So far, I have only extracted data from tables using Tabula. I was delighted to find out, that there is a package that lets me automate this process with R.
As a use case, we are going to read in some data about movie admissions in Switzerland. You can find an example PDF here or in the public Github repo, where also the final code lies.
Meet tabulizer
The docs look very straight forward – I was sure I’d be up and running within minutes, or so I thought…
⚠️ tl;dr: I do not recommend using tabulizer for most use cases. If you still want to see it in action, read along. Otherwise, you might as well skip to the next chapter.
Unfortunately to run tabulizer we first need to get rJava running.
Install Java
I am using Mac OS, so I’ll guide you through the steps you need to take on this platform:
When I tried to load tabulizer, I got the following error: rJava.so Reason: image not found). I checked if I have Java installed on my computer by typing java -version into my terminal.
If it is not installed, get the Java Development Kit from Oracle here. As of May 2019, I needed Version 11, not the latest one which would have been 12. I installed that one first and ran into the error WARNING: Initial Java 12 release has broken JNI support and does NOT work. Use stable Java 11 (or watch for 12u if available).
Also, check if your JAVA_HOME is set correctly by typing echo $JAVA_HOME in your Terminal. It should return the location of your Home (in my case that’s /Library/Java/JavaVirtualMachines/jdk-11.0.3.jdk/Contents/Home)
If it doesn’t, open your profile file (e.g. ~/.zshrc or ~/.bash_profile depending on the Terminal you use) and append the following line (your version number of jdk might be different, depending on which version you installed):
export JAVA_HOME=/Library/Java/JavaVirtualMachines/jdk-11.0.3.jdk/Contents/Home. After changing the file, run source ~./zshrc or source ~/.bash_profile to apply the changes or restart your Terminal.
Check if that worked by running $JAVA_HOME/bin/java -version. The command should return some information about your java version like java version "11.0.3" 2019-04-16 LTS etc.
After installing, run sudo R CMD javareconf in the terminal and restart RStudio.

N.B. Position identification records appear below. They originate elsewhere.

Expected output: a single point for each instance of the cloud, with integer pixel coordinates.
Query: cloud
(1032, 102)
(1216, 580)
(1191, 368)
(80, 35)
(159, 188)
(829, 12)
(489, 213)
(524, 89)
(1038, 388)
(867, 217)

Open again, maybe restart R and try again.
Use it like Tabula
What’s pretty cool: In Tabula we can set the different positions of tables in a document by hand – with tabulizer we can do the same thing. After installing the packages shiny and miniUI we can run the following command:
locate_areas("input/pdf/top10adm-02_08.pdf")In the RStudio Viewer a small interface will appear where we can drag and resize a rectangle:
After submitting, the tool logs out the coordinates of the rectangle we’ve drawn:
top left bottom right
98.96016 30.81076 773.23108 554.12550We now can pass these numbers to extract_tables in the argument area. Important: we also need to set guess to FALSE.
test <- extract_tables(
"input/pdf/top10adm-02_08.pdf",
guess = FALSE,
area = list(c(98, 30, 773, 554))
)The result is a list – it’s first entry is the data frame we are looking for and it looks really promising:
This is exactly what we wanted, but when we try a second file ("input/pdf/top10adm-02_12.pdf") with a slightly different look, we suddenly get this:
😧 Here the cell values are a mess! Setting the method = "lattice" or method = "stream" manually does not help.
Luckily tabulizer offers a second command to read not tabular data but plain text from a PDF: extract_text.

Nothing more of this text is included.